Do we need to call cudaDeviceSynchronize after calling cublasSgemm?

Do the cublasXgemm routines take care of the cudaDeviceSynchronize, or should I call it after I call one of them?

Thank you

In general, the API is intended to be asynchronous. This isn’t always the case, but its generally not well specified, so the safe assumption is that it is asynchronous.

Therefore, when a call like cublasXgemm returns control to the host thread, its not guaranteed that the underlying work is complete.

However if your next step is additional CUDA work on those results, proper use of CUDA streams will prevent anything from running out of order, and it should not be necessary to use cudaDeviceSynchronize in most cases.

And if your next step is to gather the results (back to the host) using e.g. cudaMemcpy, then that also has synchronization built in, so no extra calls to cudaDeviceSynchronize should be necessary.

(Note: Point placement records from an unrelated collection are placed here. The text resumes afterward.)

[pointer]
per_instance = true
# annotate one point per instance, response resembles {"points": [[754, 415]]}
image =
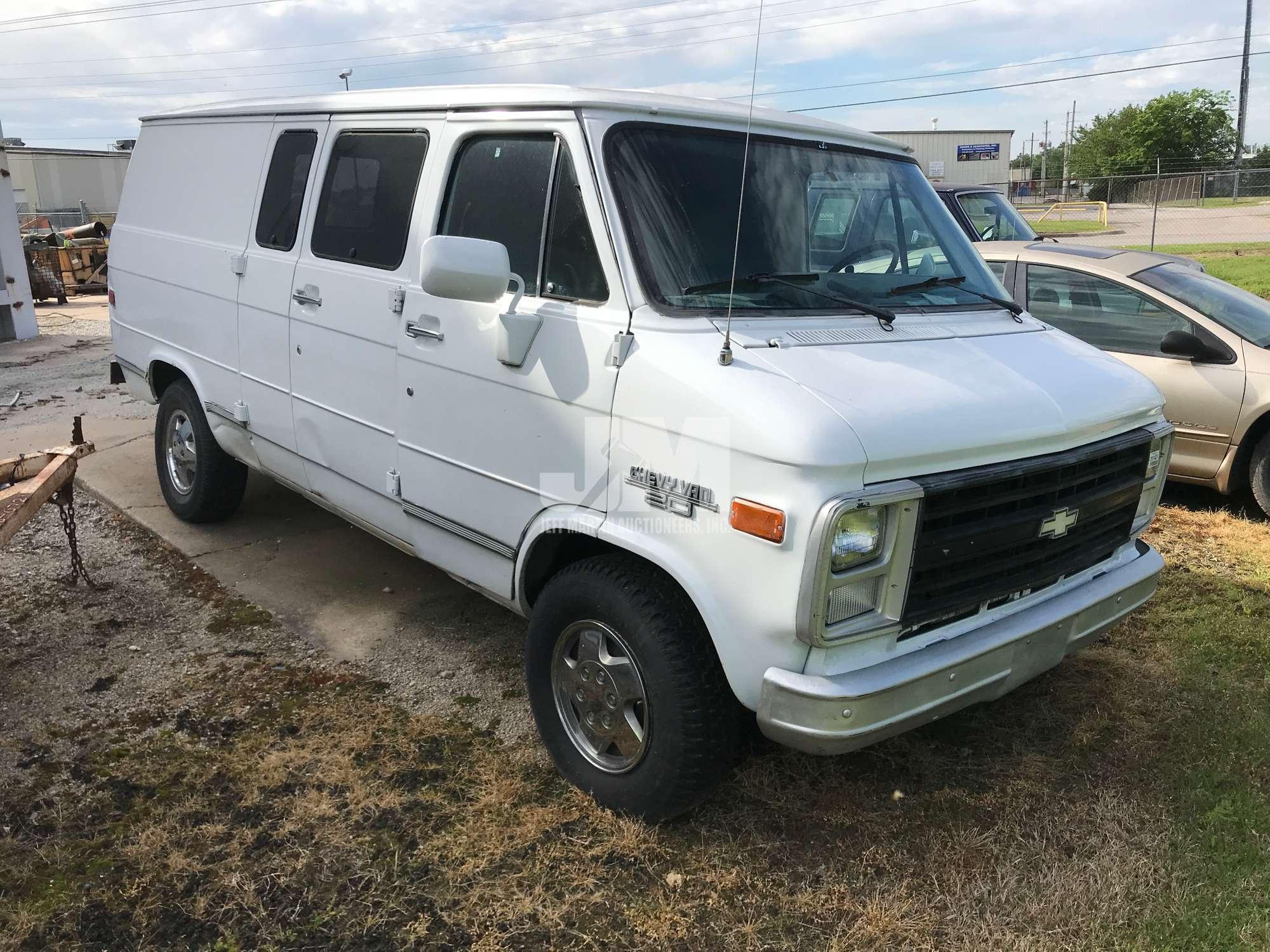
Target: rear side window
{"points": [[364, 211], [572, 268], [279, 220], [504, 190]]}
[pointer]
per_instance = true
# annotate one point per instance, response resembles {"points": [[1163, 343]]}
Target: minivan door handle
{"points": [[418, 331]]}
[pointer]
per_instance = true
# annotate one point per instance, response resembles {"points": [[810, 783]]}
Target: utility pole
{"points": [[1067, 148], [1244, 100]]}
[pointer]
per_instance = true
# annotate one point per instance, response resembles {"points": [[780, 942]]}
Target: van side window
{"points": [[498, 192], [572, 268], [364, 211], [1099, 312], [285, 191]]}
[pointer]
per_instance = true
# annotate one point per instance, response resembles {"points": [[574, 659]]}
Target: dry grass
{"points": [[1059, 818]]}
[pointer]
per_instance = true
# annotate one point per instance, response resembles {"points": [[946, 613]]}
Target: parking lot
{"points": [[281, 733]]}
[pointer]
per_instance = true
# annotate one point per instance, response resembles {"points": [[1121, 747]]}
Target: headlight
{"points": [[1158, 473], [858, 538], [859, 560]]}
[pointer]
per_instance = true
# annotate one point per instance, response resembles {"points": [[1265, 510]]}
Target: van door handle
{"points": [[417, 331]]}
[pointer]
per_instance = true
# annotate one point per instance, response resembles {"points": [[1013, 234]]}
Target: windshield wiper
{"points": [[956, 282], [885, 317]]}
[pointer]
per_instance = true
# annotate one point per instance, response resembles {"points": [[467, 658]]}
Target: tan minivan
{"points": [[1201, 340]]}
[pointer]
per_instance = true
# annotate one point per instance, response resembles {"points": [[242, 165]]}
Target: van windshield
{"points": [[820, 224], [995, 219]]}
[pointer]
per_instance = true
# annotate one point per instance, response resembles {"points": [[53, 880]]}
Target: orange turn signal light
{"points": [[758, 520]]}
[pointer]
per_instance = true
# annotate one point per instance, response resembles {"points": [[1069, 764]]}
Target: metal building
{"points": [[60, 180], [971, 157]]}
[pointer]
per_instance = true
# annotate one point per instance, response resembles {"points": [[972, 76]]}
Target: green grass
{"points": [[1053, 227], [1243, 248], [1243, 263], [1213, 202], [1211, 616], [1249, 272]]}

in general, for many CUDA programs, the use of cudaDeviceSynchronize will typically be rare.

Exceptions to the above might occur in some cases if you are using managed memory (and thus there is no cudaMemcpy operation before inspecting results) or if you use cudaMemcpyAsync, or if you pass pointers returned by e.g. cudaHostAlloc (also indicating you’re not actually using cudaMemcpy)

Thank you